On April 30, Service Corporation International, the largest provider of deathcare products and services in North America, reported results for the first quarter of 2025.
First-quarter highlights include:
-
Revenue grew $28.8 million over the first quarter of 2024.
-
Gross profit increased $17.2 million, or 6%, over the same quarter of last year.
-
Comparable total funeral services performed grew 1.8% in the current quarter.
-
Comparable total funeral sales average grew 2.3% in the current quarter.
-
GAAP earnings per share was 98 cents compared to 89 cents in the first quarter of 2024 resulting in 10% growth over the prior year quarter.
-
Adjusted earnings per share was 96 cents, compared to 89 cents in the first quarter of 2024 resulting in 8% growth over the prior year quarter.
-
GAAP operating cash flow grew to $311.1 million in the current year quarter compared to $220.1 million in the prior year quarter
-
Adjusted operating cash flow grew to $316.0 million in the current year quarter compared to $220.1 million in the prior year quarter
Tom Ryan, the company’s chairman and CEO, commented on the first quarter performance:
“We are proud to report adjusted earnings per share growth of 8% and strong adjusted operating cash flows in the first quarter of 2025. This was driven by strong performance in our funeral segment with year over year increases in the number of services performed and average revenue per funeral along with growth in general agency revenue. Additionally, effective cost management drove solid gross profit performance and margin expansion. In the cemetery segment, we are continuing to focus on production, which will benefit us in future periods, as undeveloped property sold is constructed. Lastly, our robust cash flow has allowed us to continue investment toward our extensive pipeline of acquisitions while also providing us the flexibility to be opportunistic with stock repurchases.

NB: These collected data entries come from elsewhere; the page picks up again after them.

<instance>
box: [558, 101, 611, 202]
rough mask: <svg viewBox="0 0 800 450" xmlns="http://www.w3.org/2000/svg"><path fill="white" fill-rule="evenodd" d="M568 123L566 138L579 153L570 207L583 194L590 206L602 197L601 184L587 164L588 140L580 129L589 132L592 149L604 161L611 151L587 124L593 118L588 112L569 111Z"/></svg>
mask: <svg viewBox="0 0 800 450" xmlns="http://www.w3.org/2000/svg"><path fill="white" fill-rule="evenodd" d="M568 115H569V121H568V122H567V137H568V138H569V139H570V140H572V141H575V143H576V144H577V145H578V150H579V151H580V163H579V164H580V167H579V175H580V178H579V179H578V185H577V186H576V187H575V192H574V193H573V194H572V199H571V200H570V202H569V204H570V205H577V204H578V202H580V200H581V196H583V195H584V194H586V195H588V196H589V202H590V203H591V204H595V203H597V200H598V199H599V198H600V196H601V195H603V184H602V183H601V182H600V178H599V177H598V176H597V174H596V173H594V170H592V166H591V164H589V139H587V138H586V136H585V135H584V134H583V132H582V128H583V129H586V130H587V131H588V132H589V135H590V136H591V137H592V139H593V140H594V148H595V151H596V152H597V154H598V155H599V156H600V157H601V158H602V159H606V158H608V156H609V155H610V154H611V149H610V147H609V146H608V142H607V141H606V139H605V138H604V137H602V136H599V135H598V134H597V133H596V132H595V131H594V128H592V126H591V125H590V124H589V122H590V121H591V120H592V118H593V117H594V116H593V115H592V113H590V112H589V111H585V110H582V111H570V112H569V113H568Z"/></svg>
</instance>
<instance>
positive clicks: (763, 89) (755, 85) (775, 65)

We remain committed to our long-term growth strategy to grow revenue, leverage our unparalleled scale, and invest our capital wisely to enhance shareholder value. We would not be able to achieve this without our 25,000 associates and their ongoing commitment to providing excellent service to our client families.”
The company reaffirmed its guidance ranges for 2025, which includes a forecast of $3.70 to $4 diluted earnings per share excluding special items of $3.70 to $4.